Phenylalkylamine-induced inhibition of I_Ks in myocytes bathed with normal Tyrode's solution. The myocytes were held at −80 mV and depolarized from prepulse −40 mV to more positive potentials V for 500 ms at 0.1 Hz for measurement of I_K,tail on repolarizations to −40 mV. (a) The effect of 300 μM verapamil (n=5) on the I_K-tail–V relationship. (b) The effect of 1000 μM on the I_K,tail–V relationship.

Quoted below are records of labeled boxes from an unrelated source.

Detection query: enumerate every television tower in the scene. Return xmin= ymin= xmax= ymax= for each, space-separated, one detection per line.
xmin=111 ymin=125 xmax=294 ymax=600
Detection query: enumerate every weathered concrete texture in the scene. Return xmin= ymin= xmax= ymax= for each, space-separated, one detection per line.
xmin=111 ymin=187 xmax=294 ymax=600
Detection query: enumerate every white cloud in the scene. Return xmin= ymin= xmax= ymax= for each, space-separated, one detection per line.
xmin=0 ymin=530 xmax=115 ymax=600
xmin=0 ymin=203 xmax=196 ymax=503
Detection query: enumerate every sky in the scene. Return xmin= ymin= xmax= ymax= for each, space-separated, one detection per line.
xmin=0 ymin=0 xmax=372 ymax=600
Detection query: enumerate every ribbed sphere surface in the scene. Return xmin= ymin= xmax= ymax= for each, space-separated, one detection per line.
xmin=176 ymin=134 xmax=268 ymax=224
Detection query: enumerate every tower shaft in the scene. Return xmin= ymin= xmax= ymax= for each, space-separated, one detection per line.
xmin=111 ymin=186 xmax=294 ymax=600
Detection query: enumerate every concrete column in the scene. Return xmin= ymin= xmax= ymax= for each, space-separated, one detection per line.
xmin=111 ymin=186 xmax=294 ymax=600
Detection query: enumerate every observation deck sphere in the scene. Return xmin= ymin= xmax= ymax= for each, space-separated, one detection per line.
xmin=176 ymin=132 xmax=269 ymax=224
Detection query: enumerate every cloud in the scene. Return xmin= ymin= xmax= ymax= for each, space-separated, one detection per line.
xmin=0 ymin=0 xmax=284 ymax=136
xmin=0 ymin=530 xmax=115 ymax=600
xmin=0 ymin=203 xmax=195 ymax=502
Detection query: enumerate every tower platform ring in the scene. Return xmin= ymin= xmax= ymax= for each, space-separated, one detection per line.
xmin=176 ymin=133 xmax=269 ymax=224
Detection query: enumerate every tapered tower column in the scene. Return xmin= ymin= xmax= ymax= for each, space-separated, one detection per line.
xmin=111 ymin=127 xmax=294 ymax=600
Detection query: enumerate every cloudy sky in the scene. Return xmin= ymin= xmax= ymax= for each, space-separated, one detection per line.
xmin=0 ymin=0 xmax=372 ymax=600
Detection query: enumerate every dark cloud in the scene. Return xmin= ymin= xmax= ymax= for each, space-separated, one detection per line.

Also depicted are the measurements taken for calculation of the effect of drug on the amplitude of I_Ks. (c) Dependence of I_Ks inhibition on drug concentration. The Hill equation fitting the verapamil data has an IC₅₀ of 1080±240 μM and a coefficient of 0.87. Myocytes were exposed to one or two concentrations of a drug for 6–10 min, and the numbers of observations are shown in parentheses.

Figure 5

Time course and reversibility of phenylalkylamine-induced inhibition of I_Ks in myocytes bathed with K⁺-, Ca²⁺-free Cd²⁺ solution. (a) Inhibition by 300 μM D600. The myocytes were held at −30 mV and depolarized to +50 mV for 500 ms at 0.1 Hz. Left: changes in the amplitude of I_Ks,tail. Right: example records from this experiment; the records on the 500-ms pulses are (top to bottom) control, wash, and D600. (b) Inhibition by 200 and 500 μM verapamil. The records on the 500-ms pulses are (top to bottom) wash, control, 200 and 500 μM verapamil.

Figure 6

Phenylalkylamine concentration-dependent inhibition of I_Ks in myocytes bathed in K⁺-, Ca²⁺-free Cd²⁺ solution. The myocytes were held at −30 mV and depolarized to more positive potentials for 2-s at 0.1 Hz. (a,b) Records and I_K,tail–V relationships from representative experiments. The calibration bars beside the records indicate 200 pA and 200 ms. (c) Dependence of inhibition on drug concentration. The amplitude of I_Ks,tail elicited after 2-s depolarizations to +70 mV was measured before and 5 to 8 min after addition of drug. The Hill equation fitting the verapamil data has an IC₅₀ of 280±26 μM and a coefficient of 0.96. Myocytes were exposed to one or two concentrations of a drug for 6–10 min, and the numbers of observations are shown in parentheses.

Figure 7

Inhibition of I_K1 by phenylalkylamines. Myocytes were bathed in Tyrode's solution±0.2 mM Cd²⁺, and held at −80 mV. (a) Data from a myocyte treated with 300 μM verapamil for 9 min, Left: records obtained when the myocyte was pulsed from prepulse −40 mV to more positive and negative potentials. Right: end-of-pulse current amplitudes measured in this experiment. (b) Time courses of inhibition of outward I_K1 in representative experiments. (c) Dependence of inhibition of outward I_K1 at −40 mV on phenylalkylamine concentration. The Hill equation that describes the verapamil data has an IC₅₀ of 220±14 μM and a coefficient of 0.96. The numbers of myocytes are shown in parentheses.